No cancer is desirable; however, a glance at the statistics is enough to suggest that a diagnosis of ovarian cancer is particularly unfortunate. In 2018, 184,799 deaths occurred due to ovarian cancer, accounting for 4.4% of cancer-related mortality among women. Around 90% of people with ovarian cancer will survive for at least five years after a diagnosis. Such a low survival rate provides a compelling argument for substantial investment in ovarian cancer research. Even so, the disease went unnoticed. Between 2007 and 2014, the US National Cancer Institute provided about 19 times more funding for breast cancer research than it did for the study of ovarian cancer research.

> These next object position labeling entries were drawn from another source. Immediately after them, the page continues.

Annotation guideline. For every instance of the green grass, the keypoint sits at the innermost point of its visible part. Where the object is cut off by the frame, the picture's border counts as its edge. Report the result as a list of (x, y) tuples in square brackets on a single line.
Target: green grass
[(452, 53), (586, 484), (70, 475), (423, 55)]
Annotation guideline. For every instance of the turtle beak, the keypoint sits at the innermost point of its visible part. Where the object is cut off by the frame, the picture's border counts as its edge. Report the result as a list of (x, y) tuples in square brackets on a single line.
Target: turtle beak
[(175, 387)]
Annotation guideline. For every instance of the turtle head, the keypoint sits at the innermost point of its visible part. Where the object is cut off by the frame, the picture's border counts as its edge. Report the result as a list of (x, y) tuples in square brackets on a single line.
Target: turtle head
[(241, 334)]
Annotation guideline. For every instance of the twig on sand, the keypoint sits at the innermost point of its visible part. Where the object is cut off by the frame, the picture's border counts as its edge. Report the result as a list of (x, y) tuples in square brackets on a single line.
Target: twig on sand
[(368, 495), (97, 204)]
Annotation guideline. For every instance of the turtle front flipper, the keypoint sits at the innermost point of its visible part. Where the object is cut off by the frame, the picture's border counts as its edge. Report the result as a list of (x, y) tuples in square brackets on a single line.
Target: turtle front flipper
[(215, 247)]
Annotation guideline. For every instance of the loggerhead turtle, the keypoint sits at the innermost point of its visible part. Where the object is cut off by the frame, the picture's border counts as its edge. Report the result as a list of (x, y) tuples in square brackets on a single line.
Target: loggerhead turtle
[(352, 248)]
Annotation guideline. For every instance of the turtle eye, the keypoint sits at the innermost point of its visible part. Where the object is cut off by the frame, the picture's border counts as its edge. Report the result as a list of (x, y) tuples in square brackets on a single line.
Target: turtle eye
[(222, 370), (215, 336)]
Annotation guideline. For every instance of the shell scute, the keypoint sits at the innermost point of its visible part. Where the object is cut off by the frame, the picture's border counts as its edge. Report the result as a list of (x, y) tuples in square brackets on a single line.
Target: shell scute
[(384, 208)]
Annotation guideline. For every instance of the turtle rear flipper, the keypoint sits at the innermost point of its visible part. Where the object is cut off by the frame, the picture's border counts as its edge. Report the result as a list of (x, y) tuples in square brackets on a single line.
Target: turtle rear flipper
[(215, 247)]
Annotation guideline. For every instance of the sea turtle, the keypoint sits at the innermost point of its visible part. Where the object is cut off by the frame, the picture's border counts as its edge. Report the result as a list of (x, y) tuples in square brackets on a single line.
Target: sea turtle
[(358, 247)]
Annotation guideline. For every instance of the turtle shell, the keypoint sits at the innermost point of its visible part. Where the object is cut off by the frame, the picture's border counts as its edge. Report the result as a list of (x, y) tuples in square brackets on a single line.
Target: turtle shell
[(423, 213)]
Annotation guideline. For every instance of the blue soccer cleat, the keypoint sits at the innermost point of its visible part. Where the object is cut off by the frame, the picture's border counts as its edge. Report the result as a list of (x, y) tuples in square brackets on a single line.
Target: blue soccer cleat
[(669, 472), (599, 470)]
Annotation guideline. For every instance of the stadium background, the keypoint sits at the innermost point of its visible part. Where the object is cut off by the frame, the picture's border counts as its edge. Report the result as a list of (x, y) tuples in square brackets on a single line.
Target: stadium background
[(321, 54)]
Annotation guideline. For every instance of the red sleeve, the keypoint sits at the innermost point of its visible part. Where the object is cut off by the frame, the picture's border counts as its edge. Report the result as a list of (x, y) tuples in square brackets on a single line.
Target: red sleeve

Nearly a quarter of a million women are diagnosed with ovarian cancer each year. More than half will die within five years of getting diagnosed. Most patients who die because of their cancer develop resistance to the most common form of treatment—platinum-based chemotherapy. The platinum treatment damage the DNA of cancer cells, triggering programmed cell death via apoptosis. Most patients respond well to treatment initially, but many relapse within 18 months. If ovarian cancer recurs within six months of chemotherapy, it is considered resistant, and subsequent treatment will rely on non-platinum-based options. As a result, almost all patients will eventually relapse with a tumor that has developed resistance to platinum-based therapy. Platinum-resistant tumor cells use a variety of techniques to fight back the platinum treatment. Some resistant cells learn to repair damaged tumor DNA, while others pump out platinum using transport channels before it can do any damage. Many ovarian cancer researchers are utilizing their limited funds to find ways to overcome this resistance. One approach is to block the mechanisms that cells use to repair tumor DNA damage with drugs such as Poly(ADP-ribose) polymerase (PARP) inhibitors.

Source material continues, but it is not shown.